A contadora também informou que funcionárias cedidas ao sindicato eram obrigadas a repassar parte do salário diretamente ao presidente. Segundo a ex-contadora, as colaboradoras Gilmara Nunes Rebouças e Amanda do Nascimento Próculo Melo, cedidas pela Confederação do setor, a Conascon, para prestar serviços ao sindicato, tinham que repassar para o presidente parte da sua remuneração, permanecendo cada uma apenas com um salário mínimo e devolvendo a diferença a Maurício.
O que diz o acusado?
Em nota enviada à reportagem pelo departamento jurídico, o Siemaco-Salvador negou todas as acusações imputadas à entidade e atribuiu as denúncias a uma suposta disputa eleitoral pelo comando do Sindicato.
De acordo com a nota da defesa, em dezembro de 2025, Maria de Lourdes buscou registrar chapa concorrente à atual gestão após não integrar a chapa liderada por Maurício Roxo.
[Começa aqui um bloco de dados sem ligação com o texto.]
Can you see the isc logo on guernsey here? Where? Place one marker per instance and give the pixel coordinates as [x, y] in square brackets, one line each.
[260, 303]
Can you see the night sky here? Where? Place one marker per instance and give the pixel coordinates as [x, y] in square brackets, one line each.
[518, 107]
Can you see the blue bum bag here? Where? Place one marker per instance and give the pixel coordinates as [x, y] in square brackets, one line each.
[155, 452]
No dia 11 daquele mês, a chapa encabeçada por Maria de Lourdes teve seu registro indeferido pela Comissão Eleitoral, em razão da constatação de diversas irregularidades e do descumprimento de vários requisitos estatutários.
Segundo a defesa, foi a partir daí que Maria iniciou uma sucessão de “falsas acusações e denúncias” de assédio moral, institucional e sexual contra Maurício, que em resposta, também ajuizou ações contra ela.
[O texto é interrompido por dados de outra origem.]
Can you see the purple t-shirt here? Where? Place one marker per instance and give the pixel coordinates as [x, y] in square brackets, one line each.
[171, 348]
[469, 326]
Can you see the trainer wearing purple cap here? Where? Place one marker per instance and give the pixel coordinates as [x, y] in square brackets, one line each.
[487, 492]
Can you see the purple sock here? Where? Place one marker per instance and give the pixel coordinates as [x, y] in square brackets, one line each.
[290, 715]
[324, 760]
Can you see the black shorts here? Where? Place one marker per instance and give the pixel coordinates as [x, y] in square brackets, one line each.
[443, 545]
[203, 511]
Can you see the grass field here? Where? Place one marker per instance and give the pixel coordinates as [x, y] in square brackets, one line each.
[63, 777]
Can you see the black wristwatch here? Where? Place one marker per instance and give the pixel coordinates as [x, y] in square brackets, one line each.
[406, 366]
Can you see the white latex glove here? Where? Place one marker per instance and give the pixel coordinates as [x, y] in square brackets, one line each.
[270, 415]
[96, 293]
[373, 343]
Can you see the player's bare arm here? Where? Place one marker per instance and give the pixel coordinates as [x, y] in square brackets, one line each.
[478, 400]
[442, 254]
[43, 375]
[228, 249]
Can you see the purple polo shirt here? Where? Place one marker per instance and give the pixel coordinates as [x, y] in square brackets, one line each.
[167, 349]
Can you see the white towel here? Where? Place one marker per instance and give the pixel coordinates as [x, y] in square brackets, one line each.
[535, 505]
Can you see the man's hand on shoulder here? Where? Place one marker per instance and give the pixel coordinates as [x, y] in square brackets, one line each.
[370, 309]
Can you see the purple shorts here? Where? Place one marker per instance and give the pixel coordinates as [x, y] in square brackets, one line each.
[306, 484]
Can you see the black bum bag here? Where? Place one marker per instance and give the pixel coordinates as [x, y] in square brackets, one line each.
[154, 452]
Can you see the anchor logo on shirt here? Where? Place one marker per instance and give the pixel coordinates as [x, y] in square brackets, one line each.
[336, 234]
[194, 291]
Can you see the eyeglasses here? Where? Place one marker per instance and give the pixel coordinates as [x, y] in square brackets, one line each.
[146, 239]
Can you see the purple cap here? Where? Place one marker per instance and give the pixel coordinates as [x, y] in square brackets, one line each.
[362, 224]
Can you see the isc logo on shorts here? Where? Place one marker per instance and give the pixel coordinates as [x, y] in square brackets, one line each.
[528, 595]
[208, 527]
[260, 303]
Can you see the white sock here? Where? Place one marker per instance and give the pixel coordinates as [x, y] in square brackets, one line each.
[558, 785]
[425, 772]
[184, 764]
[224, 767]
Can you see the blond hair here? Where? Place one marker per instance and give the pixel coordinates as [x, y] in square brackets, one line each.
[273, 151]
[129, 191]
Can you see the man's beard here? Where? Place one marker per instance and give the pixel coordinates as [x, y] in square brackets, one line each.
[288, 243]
Já em relação às denúncias sobre as supostas fraudes financeiras, o jurídico do Siemaco informou que todas as prestações de contas foram regularmente apresentadas, discutidas e aprovadas em assembleias, constando de sua aprovação, inclusive, a assinatura da própria Maria de Lourdes Borges Teles de Brito nas atas correspondentes.
“O sindicato reafirma que inexiste qualquer irregularidade na gestão financeira da entidade, estando todas as movimentações e prestações de contas devidamente documentadas, aprovadas pelos órgãos competentes e submetidas ao conhecimento dos associados”, afirma o Siemaco.
“A cronologia dos acontecimentos demonstra que o conflito atualmente submetido ao Poder Judiciário possui origem em uma disputa político-institucional surgida no âmbito do processo eleitoral sindical e posteriormente ampliada por meio dessas falsas acusações para diferentes esferas administrativas e judiciais. As sucessivas acusações formuladas após o indeferimento da chapa eleitoral possuem estreita relação com a disputa interna pelo comando do sindicato e com as divergências políticas surgidas naquele contexto, nos quais tais fatos vêm sendo utilizados para promover desgaste à imagem institucional da entidade e de seu presidente”, diz a nota.